As the proxy forms have just been mailed to EMC shareholders, customers who have chosen to vote their own proxies have started to call us asking our opinion on how they should vote their shares. The short answer is that we’ve elected to vote against the deal, for reasons we’ll delineate below. Obviously, we don’t expect everyone to agree with our reasoning, and the circumstances of some investors should lead them to want the deal to go through more than other investors would.
On October 12, 2015, EMC announced it has agreed to be acquired by Dell Inc., which is owned by Michael Dell and three private equity funds. EMC investors will receive $24.05 per share of cash AND shares of a tracking stock for VMWare (VMW), equivalent to .111 share of VMW for each EMC share owned. The value of the cash component is roughly $47 billion, making this a humongous deal for any acquirer, but a very humongous deal for a privately-held acquirer. [Recall that Michael Dell, and his private equity partners, bought Dell in 2013 at a very favorable price.] Dell would fund most of the $47 billion by issuing new debt.
We are admirers of Michael Dell and the historical success of his company, especially in light of how it has performed since the PC market started shrinking a couple years ago, and compared to the performance of IBM and HP, its publicly-traded peers. We also think the combination of Dell and EMC would create good synergies, as the company would be able to reduce costs, and stand a decent chance of winning more new business from the combination than it will lose.
Reasons for the No Vote
That said, we think EMC shareholders are getting shortchanged by the price offered. We believe the price is simply not attractive enough, given the long-term growth potential of EMC’s business and its massive cash flow. This is not the hyper-growth company it once was, but still, the world is constantly needing to store and transmit more and more data, and do it more productively, more quickly, and more efficiently. Product sales have plateaued, but services (now 40% of sales) revenues continue to grow. We see EMC as a 5%+ earnings growth business over the long-term.
The other issue concerns the VMW tracking stock. VMW is publicly-traded, but EMC owns 65% of the stock. Dell/EMC don’t want to spend the money to buy VMW, but they want to retain operating control of the company. If they just gave all the VMW shares to EMC shareholders, Dell/EMC would have ceded control of VMW. Instead, EMC shareholders will get “tracking stock,” meaning they own a security which mimics ownership of the company, rather than giving actual voting ownership of the company. Meanwhile, current shareholders of VMW will retain their voting-interest shares in the company. So, 2 classes of VMW stock will trade on the market, and the tracking stock will likely trade at a sizable discount to the other shares (much like Google’s 2 classes of stock).

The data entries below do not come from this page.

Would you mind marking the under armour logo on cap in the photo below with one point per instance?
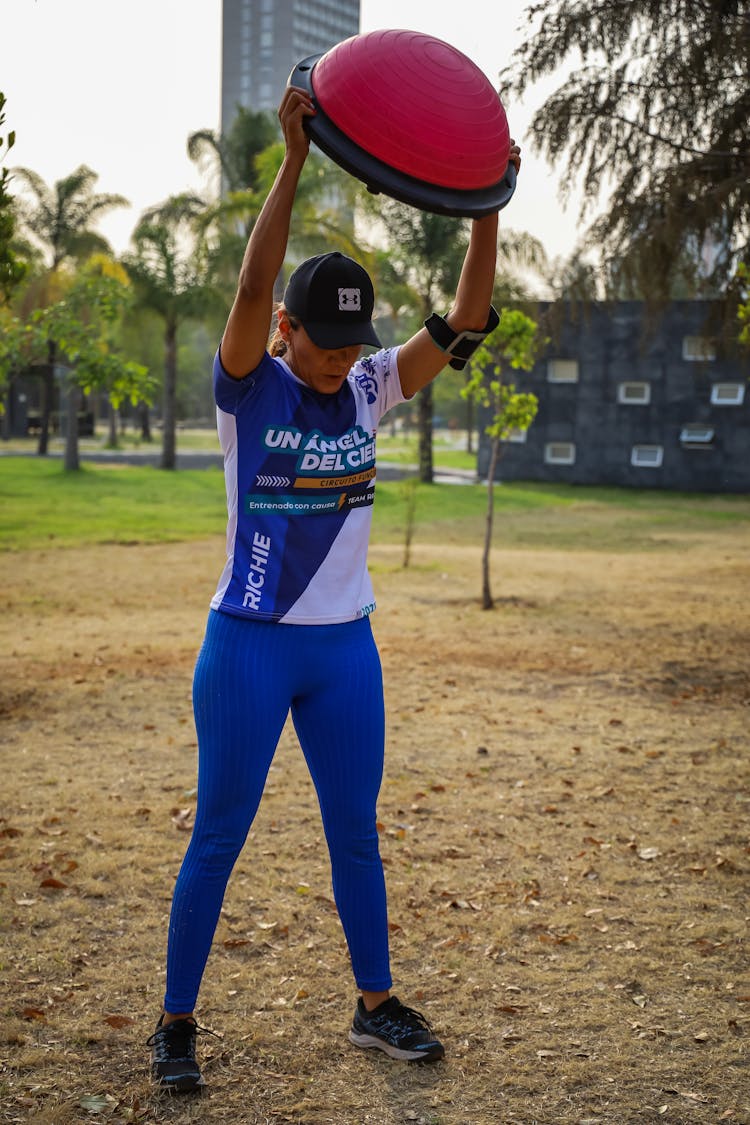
(350, 300)
(332, 296)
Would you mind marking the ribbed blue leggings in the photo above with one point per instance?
(247, 676)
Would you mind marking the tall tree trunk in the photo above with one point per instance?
(47, 396)
(72, 404)
(113, 442)
(144, 417)
(487, 602)
(470, 422)
(169, 420)
(424, 415)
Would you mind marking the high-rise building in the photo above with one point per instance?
(264, 39)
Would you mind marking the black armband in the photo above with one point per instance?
(461, 345)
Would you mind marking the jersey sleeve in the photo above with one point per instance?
(231, 393)
(377, 378)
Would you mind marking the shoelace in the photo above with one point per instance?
(166, 1043)
(403, 1020)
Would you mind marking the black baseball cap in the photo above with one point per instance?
(333, 298)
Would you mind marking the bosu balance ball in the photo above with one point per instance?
(414, 118)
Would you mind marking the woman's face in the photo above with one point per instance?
(324, 369)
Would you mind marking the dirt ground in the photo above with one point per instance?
(563, 825)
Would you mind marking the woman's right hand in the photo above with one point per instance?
(296, 106)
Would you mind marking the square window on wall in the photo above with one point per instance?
(728, 394)
(647, 457)
(560, 452)
(696, 435)
(562, 370)
(698, 348)
(634, 394)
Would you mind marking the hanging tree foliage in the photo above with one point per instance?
(653, 115)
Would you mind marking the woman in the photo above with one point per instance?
(289, 623)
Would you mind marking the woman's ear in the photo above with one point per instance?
(283, 324)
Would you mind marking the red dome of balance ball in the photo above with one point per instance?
(418, 105)
(413, 117)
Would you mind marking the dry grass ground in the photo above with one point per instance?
(565, 827)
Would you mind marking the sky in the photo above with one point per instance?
(119, 84)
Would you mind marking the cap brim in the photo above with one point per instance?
(342, 335)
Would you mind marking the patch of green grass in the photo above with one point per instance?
(42, 504)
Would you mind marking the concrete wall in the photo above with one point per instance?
(616, 344)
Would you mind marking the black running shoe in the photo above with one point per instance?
(173, 1062)
(400, 1032)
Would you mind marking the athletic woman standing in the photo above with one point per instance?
(289, 628)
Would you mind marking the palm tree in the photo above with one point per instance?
(61, 219)
(173, 277)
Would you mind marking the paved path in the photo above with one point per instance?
(206, 459)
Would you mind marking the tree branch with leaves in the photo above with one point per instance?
(513, 345)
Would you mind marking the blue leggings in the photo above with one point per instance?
(247, 676)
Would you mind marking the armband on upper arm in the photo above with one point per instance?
(460, 345)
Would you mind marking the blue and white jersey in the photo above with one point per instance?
(300, 470)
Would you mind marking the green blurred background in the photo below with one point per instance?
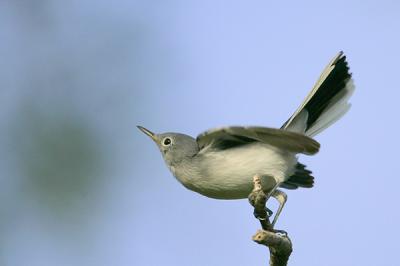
(80, 185)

That discount will likely be very large at first, as some EMC shareholders will just choose to dump their VMW shares, maybe peaking at 10-15%, but the discount should narrow to 5-10% over time.
Do we want to own VMW tracking stock? The short answer is not really. Its business is changing rapidly, as IT spend moves away from enterprise data centers into the cloud. But at the right price, we’d be comfortable owning it. VMW stock was also once a high-flyer, with P/Es over 100 as recently as 2010. The stock has fallen precipitously from a recent high in 2014 of $112 to $61 today. It’s still a highly volatile stock, but the valuation is much more reasonable now, at only 14 times adjusted EPS.

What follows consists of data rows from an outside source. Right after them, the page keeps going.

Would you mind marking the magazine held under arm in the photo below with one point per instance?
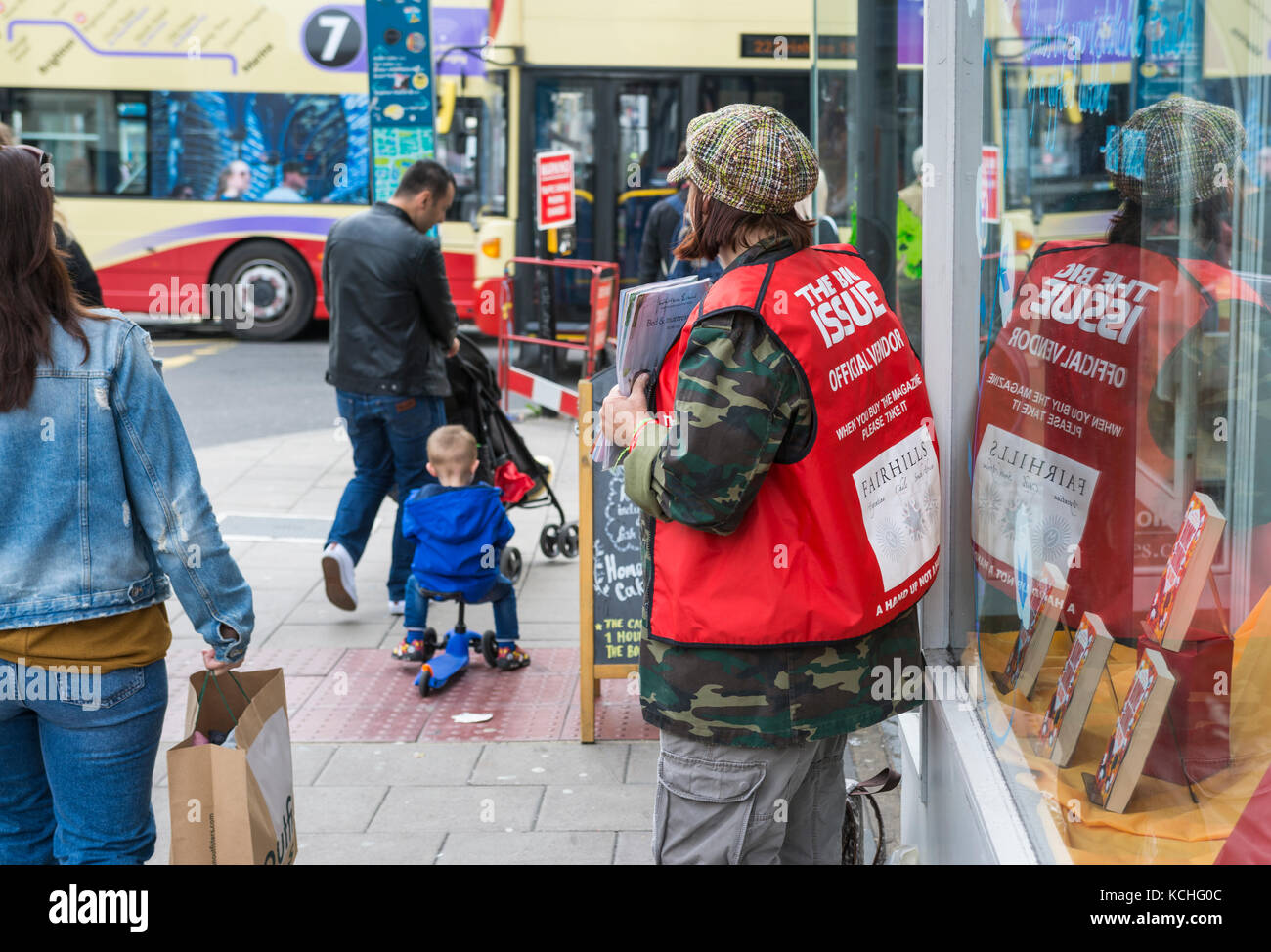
(649, 318)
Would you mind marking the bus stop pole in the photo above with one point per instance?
(877, 141)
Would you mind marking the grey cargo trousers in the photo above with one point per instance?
(754, 806)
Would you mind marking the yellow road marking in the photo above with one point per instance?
(207, 350)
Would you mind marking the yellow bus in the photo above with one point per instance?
(615, 85)
(201, 148)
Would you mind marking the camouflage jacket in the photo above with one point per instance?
(750, 411)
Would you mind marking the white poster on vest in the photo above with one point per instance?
(900, 501)
(1020, 486)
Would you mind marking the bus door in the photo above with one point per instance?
(623, 136)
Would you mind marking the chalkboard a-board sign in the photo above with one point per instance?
(611, 581)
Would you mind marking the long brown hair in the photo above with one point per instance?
(34, 283)
(717, 227)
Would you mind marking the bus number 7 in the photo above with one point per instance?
(338, 24)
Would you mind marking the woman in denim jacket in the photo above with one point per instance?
(101, 510)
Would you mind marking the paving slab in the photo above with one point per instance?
(448, 808)
(555, 762)
(602, 806)
(635, 849)
(402, 764)
(337, 808)
(538, 848)
(369, 848)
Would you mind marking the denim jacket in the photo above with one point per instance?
(101, 501)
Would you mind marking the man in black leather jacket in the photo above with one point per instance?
(392, 328)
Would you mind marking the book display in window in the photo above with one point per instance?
(1066, 717)
(1046, 597)
(1142, 714)
(1174, 604)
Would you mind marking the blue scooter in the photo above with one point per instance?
(435, 672)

Finally, many of our customers own EMC stock in taxable accounts at a very low cost basis. We believe the most likely tax scenario is that all unrealized gains that EMC shareholders currently have will become realized gains upon completion of the merger. The IRS has not yet ruled on the proposed merger yet. If you hold stock in an IRA or other tax-deferred account, this does not affect you.
If the deal were worth another $3 or more per share, we’d be inclined to support it. If EMC shareholders vote it down, would Dell come back to the table with a higher bid? We believe they would, though it might be somewhat less than a $3 bump.
That said, more likely, the deal will be approved, and EMC shareholders would see around a $1 bump from current prices, depending on how VMW trades.
Charitable Givers Take Note
Therefore, if you have any charitable giving you’d like to undertake, and want to reduce your tax bill, you should consider using large-gain EMC shares that you own. The shareholder vote will take place on July 19, but you’ll have some time after the vote to make gifts.